NO.204
2003/03/30 (Sun)
Feeble sound of whistle @ Embassy night
年季。

DJブースの上と下のほうにあるアナログ・ディスクのジャケットは、もうぼろぼろです。ジャケットのはじっこがよれよれになっているくらいなら、まだまし。もう3から5センチくらい切れていて、原型をとどめないものさえあります。中にはアナログ年齢40歳を超えるものもありそうです。30歳代はいくらでも。

かなり年季の入ったテクニクスのターンテーブルにクール&ギャングの「ファンキー・スタッフ」を乗せました。バリー・ホワイトの「キャント・ゲット・イナフ・オブ・ユア・ラヴ」がフェードアウトしてきたので、がつんと、「ファンキー・スタッフ」を送り出しました。イントロのホイッスルの音がダンスフロアに鳴り響きます。
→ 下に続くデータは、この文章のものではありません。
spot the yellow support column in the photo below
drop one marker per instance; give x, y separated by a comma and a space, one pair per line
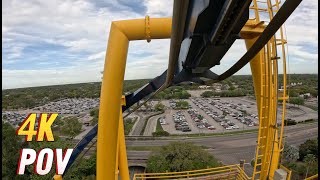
123, 161
121, 33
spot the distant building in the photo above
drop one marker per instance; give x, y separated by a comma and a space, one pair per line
204, 87
225, 87
305, 96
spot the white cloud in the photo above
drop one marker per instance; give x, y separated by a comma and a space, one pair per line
79, 30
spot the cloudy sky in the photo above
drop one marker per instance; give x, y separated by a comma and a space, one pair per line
64, 41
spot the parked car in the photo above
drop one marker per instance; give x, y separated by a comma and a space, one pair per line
235, 127
186, 129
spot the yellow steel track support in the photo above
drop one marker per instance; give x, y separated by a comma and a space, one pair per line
121, 33
264, 67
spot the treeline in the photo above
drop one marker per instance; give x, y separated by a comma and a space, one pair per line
34, 96
175, 92
229, 93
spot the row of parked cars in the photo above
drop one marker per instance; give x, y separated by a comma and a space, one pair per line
180, 122
224, 122
235, 114
199, 120
162, 120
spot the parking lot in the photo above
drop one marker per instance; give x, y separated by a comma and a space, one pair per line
209, 115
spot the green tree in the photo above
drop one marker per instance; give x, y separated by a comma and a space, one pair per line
309, 159
296, 101
94, 112
290, 153
71, 127
308, 147
180, 156
182, 105
207, 94
159, 106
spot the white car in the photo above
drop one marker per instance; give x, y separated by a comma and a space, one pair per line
201, 126
235, 127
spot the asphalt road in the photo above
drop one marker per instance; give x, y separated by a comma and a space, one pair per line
229, 149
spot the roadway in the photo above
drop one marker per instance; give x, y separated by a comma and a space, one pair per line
229, 149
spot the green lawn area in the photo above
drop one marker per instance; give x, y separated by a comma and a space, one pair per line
128, 124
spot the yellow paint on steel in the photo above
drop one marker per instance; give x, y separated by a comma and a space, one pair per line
121, 33
123, 161
223, 171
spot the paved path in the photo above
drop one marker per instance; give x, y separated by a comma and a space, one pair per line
230, 149
151, 125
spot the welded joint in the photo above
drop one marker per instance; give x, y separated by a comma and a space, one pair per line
148, 30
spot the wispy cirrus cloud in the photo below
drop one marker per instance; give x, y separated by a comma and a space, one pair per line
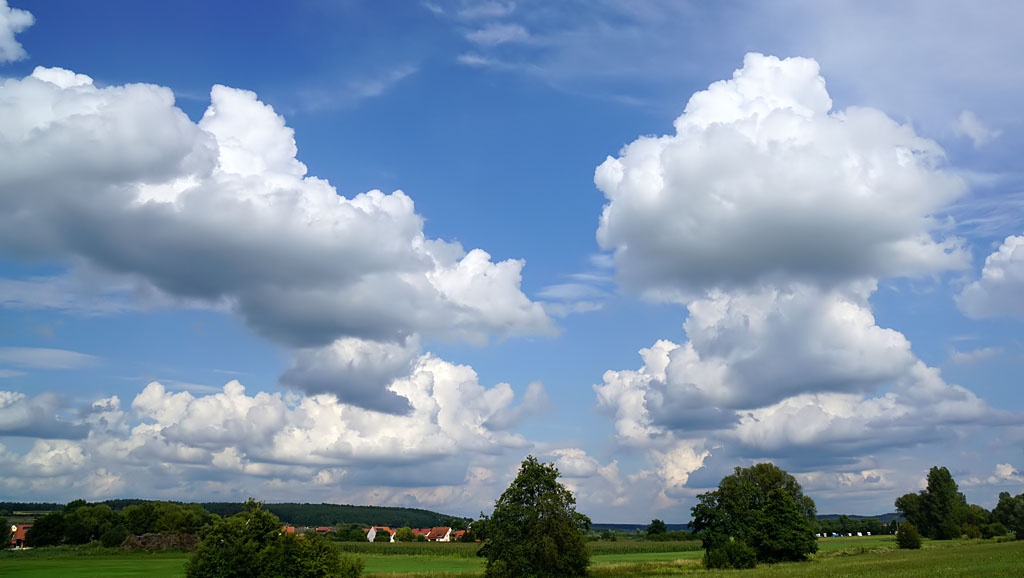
42, 358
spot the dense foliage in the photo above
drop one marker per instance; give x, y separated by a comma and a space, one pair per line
331, 514
80, 523
1010, 513
297, 513
250, 544
730, 554
940, 511
535, 530
761, 506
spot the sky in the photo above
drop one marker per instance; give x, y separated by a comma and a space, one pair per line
379, 252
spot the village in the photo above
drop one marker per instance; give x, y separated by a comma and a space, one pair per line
436, 534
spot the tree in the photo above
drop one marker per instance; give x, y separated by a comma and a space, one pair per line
907, 537
1010, 512
535, 529
760, 506
942, 502
938, 509
656, 527
404, 534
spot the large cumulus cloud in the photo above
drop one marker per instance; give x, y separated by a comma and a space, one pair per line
1000, 288
170, 442
772, 218
221, 213
12, 21
762, 180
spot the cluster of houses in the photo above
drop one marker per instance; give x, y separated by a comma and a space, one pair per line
436, 534
17, 534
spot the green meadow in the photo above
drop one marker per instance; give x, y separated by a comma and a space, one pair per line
867, 556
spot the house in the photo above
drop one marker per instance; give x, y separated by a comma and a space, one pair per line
439, 534
372, 532
17, 532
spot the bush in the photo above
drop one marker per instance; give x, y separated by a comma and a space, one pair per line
907, 537
731, 554
250, 544
993, 530
114, 537
535, 529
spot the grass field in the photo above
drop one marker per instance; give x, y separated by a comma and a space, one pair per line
868, 556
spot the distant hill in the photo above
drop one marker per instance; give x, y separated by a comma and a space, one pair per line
289, 512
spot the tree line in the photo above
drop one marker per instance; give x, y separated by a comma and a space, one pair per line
940, 511
81, 523
297, 513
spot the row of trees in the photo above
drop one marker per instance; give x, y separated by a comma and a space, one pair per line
80, 523
940, 511
251, 544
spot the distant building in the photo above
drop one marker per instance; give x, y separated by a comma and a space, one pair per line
17, 532
372, 533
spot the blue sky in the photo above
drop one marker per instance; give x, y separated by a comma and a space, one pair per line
377, 253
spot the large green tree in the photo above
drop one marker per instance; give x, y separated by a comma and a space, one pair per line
535, 530
761, 506
251, 544
937, 510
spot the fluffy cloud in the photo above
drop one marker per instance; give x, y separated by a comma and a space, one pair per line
771, 217
221, 213
762, 180
42, 358
998, 291
12, 21
37, 416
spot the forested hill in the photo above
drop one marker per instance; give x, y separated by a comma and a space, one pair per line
329, 514
295, 513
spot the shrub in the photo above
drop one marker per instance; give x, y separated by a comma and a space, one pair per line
993, 530
730, 554
907, 537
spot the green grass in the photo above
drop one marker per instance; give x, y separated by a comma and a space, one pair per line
113, 565
873, 556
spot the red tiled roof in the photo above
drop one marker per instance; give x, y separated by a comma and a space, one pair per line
19, 531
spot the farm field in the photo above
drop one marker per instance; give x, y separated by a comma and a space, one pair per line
868, 556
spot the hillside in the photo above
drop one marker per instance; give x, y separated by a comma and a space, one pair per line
289, 512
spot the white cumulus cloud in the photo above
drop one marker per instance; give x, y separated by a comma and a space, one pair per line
998, 291
762, 179
12, 21
221, 213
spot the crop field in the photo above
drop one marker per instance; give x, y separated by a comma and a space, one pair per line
867, 556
し、し、しかし。そのホイッスル音、本当ならがつ〜んと「ピ〜〜〜」となるはずなんですが、なにせ、何千回とかけたレコードゆえに、溝がすれていて、音まで薄くなっています。もちろん、途中の曲の間も、チリチリした音がかぶさり、しかも、低音も気持ちはりがないように思えます。それほど、かけたレコードという意味です。すごいなあ。

「ファンキー・スタッフ」は73年のヒットなので、このレコードも30歳か。レコード自体を買いなおしていれば、ちょっと違いますが。さて、次に「モア・ファンキー・スタッフ」をつなげようかとも思いましたが、ここは、少しテンポを変えて同じクールたちを「ジャングル・ブギー」で、ダブルプレイすることにしました。タランティーノが映画『パルプ・フィクション』でも使った曲ですね。これだけステップがそろって踊られるという場所は、世界中どこを探しても、この店と数軒しかないでしょう。

この日は、前のDJがMFSBの「TSOP」で交代したので、僕はそれに続ける曲としてハロルド・メルヴィン&ブルーノーツの「バッド・ラック」を一曲目にもってきました。クールたちは、1時間のDJタイムですでに中盤です。なぜかアースの「シャイニング・スター」があまり人気がなかったので、マーヴィンの「ホワッツ・ゴーイン・オン」で、客足(!)を再度つかみ、同系統のブラックバーズの「ウォーキング・イン・リズム」をはさんで、ブルーノーツの「ラヴ・アイ・ロスト」でしめてみました。結果、ハロルド・メルヴィン&ブルーノーツの「バッド・ラック」で始まり、同グループの「ラヴ・アイ・ロスト」で終わるというよくできた締めになりました。

70年代に一世を風靡した六本木のディスコ「エンバシー」にちなんだ「エンバシー・ナイト」というイヴェントでした。

そこでDJをやるのは、僕は初めてだったので、前のDJの方が横についてレコードを探すのを手伝ってくださいました。それがエモリ・アイ氏です。観客のみなさんは、びしっとステップを踊り続けてくれました。ミラーボールに、赤、青、緑などの照明の点滅。鏡に映る自分の姿を見ながらみなと同じステップを踊る10代から50代までの人々。髪がグレイになった人が汗を拭きながら、戻ってきます。10代の子は、ミネラル・ウォーターのペットボトルを手に取ります。こうして、白金「ダンステリア」の夜はいつもと同じように更けていきました。

ソウルの元に年代を超えてワンネーション。